App Modularization and Module Lazy Loading at Instagram and Beyond
Article Summary
Instagram's app was getting bloated. More engineers, more features, slower cold starts, and ballooning app size threatened the lean experience users loved.
The Instagram engineering team tackled this by modularizing their codebase and implementing lazy loading for feature modules. This 2017 article breaks down their approach to keeping the app fast as it scales, focusing primarily on Android implementation.
Key Takeaways
- Modularization creates strict boundaries between features to prevent unnecessary code loading at startup
- Lazy loaded modules compile to separate dex files, loaded only when needed
- On Dalvik, this approach reduces multidex performance penalties significantly
- Instagram open sourced their framework: ig-lazy-module-loader on GitHub
- Modules load with under 50ms latency at p99, enabling seamless user experience
By separating features into lazily loaded modules, Instagram improved cold start times, reduced disk footprint, and maintained developer velocity as the codebase grew.
About This Article
Instagram was dealing with four scaling issues. The app was getting bigger to download from the store, it took longer to start up and become interactive, it used more disk space, and the growing codebase made it harder for developers to work quickly.

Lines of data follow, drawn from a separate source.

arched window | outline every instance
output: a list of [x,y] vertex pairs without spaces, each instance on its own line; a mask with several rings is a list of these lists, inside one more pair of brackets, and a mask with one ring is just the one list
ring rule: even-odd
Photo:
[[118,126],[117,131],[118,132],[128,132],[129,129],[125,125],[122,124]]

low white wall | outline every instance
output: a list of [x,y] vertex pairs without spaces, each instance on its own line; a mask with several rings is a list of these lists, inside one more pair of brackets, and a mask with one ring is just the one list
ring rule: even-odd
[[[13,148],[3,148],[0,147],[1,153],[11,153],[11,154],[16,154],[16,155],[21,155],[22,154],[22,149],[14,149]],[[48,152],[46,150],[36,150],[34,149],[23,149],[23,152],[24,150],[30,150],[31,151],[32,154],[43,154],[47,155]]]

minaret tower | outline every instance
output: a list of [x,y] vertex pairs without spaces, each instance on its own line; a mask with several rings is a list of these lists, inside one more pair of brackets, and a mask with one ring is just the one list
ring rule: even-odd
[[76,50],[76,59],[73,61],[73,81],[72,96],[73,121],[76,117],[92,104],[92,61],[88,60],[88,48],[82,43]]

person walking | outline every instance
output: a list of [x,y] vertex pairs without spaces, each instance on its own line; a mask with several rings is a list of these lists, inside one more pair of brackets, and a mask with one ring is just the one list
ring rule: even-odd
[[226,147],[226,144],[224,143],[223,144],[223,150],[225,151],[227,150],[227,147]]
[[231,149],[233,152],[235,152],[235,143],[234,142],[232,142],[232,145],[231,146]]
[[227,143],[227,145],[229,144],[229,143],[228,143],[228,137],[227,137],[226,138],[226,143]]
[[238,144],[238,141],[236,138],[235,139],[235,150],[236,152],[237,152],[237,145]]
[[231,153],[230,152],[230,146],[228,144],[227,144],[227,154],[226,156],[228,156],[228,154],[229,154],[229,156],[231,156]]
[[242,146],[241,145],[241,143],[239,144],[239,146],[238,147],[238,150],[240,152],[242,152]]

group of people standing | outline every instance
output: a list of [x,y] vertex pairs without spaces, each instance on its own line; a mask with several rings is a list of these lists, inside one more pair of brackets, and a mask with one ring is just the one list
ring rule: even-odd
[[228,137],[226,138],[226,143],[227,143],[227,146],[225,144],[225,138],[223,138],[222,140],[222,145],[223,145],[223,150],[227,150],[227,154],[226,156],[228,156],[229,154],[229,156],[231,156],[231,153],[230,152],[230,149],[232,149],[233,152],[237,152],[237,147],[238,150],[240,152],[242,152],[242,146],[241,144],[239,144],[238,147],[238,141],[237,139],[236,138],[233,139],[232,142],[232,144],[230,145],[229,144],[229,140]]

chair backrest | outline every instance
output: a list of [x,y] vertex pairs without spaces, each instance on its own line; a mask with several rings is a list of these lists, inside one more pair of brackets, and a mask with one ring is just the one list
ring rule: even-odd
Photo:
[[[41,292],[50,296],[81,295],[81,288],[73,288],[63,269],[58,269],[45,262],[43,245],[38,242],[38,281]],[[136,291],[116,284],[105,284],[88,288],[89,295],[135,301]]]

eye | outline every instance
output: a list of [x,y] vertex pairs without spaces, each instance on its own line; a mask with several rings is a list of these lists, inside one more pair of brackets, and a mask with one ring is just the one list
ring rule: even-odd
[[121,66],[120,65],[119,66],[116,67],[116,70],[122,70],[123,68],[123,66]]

Instagram engineers broke the app into isolated modules, then compiled each module into separate dex files. They used lazy loading so features only loaded when users got close to or opened them. Developers could also swap modules during iteration without rebuilding everything.
Lazy loading moved methods out of the main dex file, which reduced the overhead from Dalvik multidex. Feature code ended up clustered together in memory for better performance. The team could also ship different feature sets to different users, which made the initial app smaller.